If there's one thing you'd think the Tories might have learned over the past ten years in government, it's that trying to reform the planning system will cause an almighty row. Under David Cameron, the party ended up in a bizarre fight with the Daily Telegraph and the National Trust over its plans to build more homes. Theresa May talked about reform but characteristically never quite managed it. But despite everything else that's going on for the government at the moment, ministers have rather bravely ploughed ahead with a huge planning shake-up which makes the Cameron reforms look rather boring.
Today's Planning for the Future white paper will change the way development happens, with land categorised as being suitable for Growth (areas suitable for substantial development of new homes, schools, shops, offices and hospitals), Renewal (brownfield sites and development in areas which are already built on) or Protected (green belt, areas of outstanding natural beauty, areas at risk of flooding and so on). Applications which conform to local design codes will get the automatic green light, and councils will have 30 months to develop local plans categorising land and setting out planning policy.
There is a big fight underway, but it's not with the publications and organisations that the Tories previously offended with their last set of big reforms. This time, it's architects, who have branded the proposals 'shameful' and have warned they could lead to 'slums of the future', and campaigners for more social housing.
The Royal Institute of British Architects is complaining that today's reforms don't stop two 'potentially dangerous pieces of legislation' which will come into force at the end of August, which allow development without planning permission in certain circumstances. They don't seem at all taken with the plans for design codes which are supposed to ensure homes are good-looking and fit in to the local area.
Social housing campaigners are warning that the decision to scrap section 106 agreement – by which developers are forced to include affordable housing in their plans – could mean a dramatic fall in the number of new social homes being built. The white paper proposes that section 106 and the community infrastructure levy be replaced by a new nationally-set, value-based flat rate charge called the Infrastructure Levy, which it says will 'deliver at least as much – if not more – on-site affordable housing as at present'. But it isn't very clear on how this will happen.

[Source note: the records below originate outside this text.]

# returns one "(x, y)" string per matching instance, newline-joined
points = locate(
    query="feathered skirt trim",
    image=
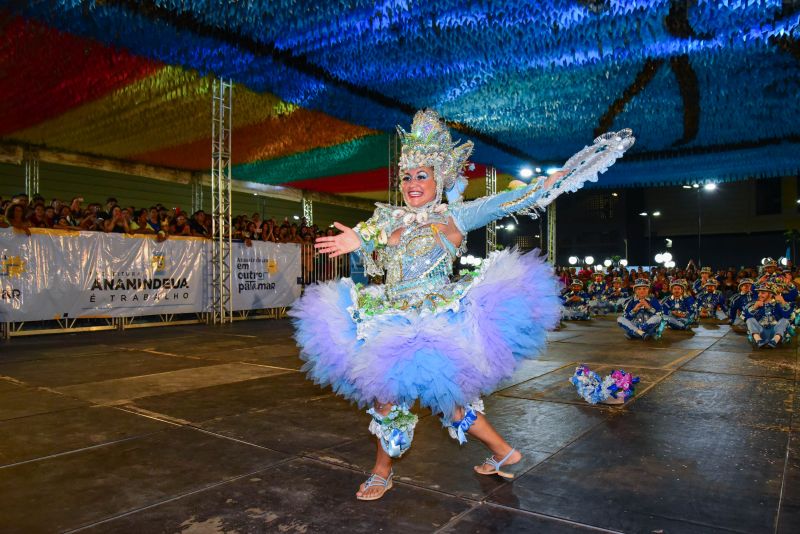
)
(444, 359)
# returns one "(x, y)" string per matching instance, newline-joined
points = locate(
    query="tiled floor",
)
(201, 429)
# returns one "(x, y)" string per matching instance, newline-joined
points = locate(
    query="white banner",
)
(54, 275)
(58, 275)
(265, 275)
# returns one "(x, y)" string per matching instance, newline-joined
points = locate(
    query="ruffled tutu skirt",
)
(444, 357)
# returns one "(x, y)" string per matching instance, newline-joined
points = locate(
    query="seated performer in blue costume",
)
(769, 271)
(641, 318)
(679, 309)
(616, 295)
(739, 302)
(700, 284)
(767, 319)
(711, 302)
(597, 294)
(576, 303)
(422, 337)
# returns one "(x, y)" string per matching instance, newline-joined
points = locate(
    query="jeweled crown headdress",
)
(429, 144)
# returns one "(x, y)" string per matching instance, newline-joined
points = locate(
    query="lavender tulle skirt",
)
(443, 359)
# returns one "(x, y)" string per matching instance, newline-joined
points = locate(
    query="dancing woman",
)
(420, 336)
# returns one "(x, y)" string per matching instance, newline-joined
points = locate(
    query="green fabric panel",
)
(363, 154)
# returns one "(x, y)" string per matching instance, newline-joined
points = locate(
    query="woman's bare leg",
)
(383, 462)
(484, 431)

The white paper does tend to refer to affordable housing as a blockage to overall supply, but promises that 'we will ensure that affordable housing provision supported through developer contributions is kept at least at current levels, and that it is still delivered on-site to ensure that new development continues to support mixed communities'.
Now, big reforms always upset organisations working in a sector, which can end up being rather conservative about the way things are done. These complaints at consultation stage don't really tend to register that much with ministers, who have come to expect them. But what really undoes any reform and particularly planning reform is if Tory backbenchers start complaining about it.
The party at large has changed its attitude over the past decade, with much better recognition among MPs that they will struggle to convert younger voters to the Conservative cause if they fail to build more homes and make it easier for people to get on the housing ladder. But the emphasis on beautiful buildings in today's white paper, along with a continuing commitment to the green belt (which, let's remember, is not designated according to quality of land, but merely to stop urban sprawl) shows that the Conservatives haven't become that much more liberal on planning. They still need to stick to certain shibboleths. The question is whether ministers have done enough of that to stop yet another Tory fight about building.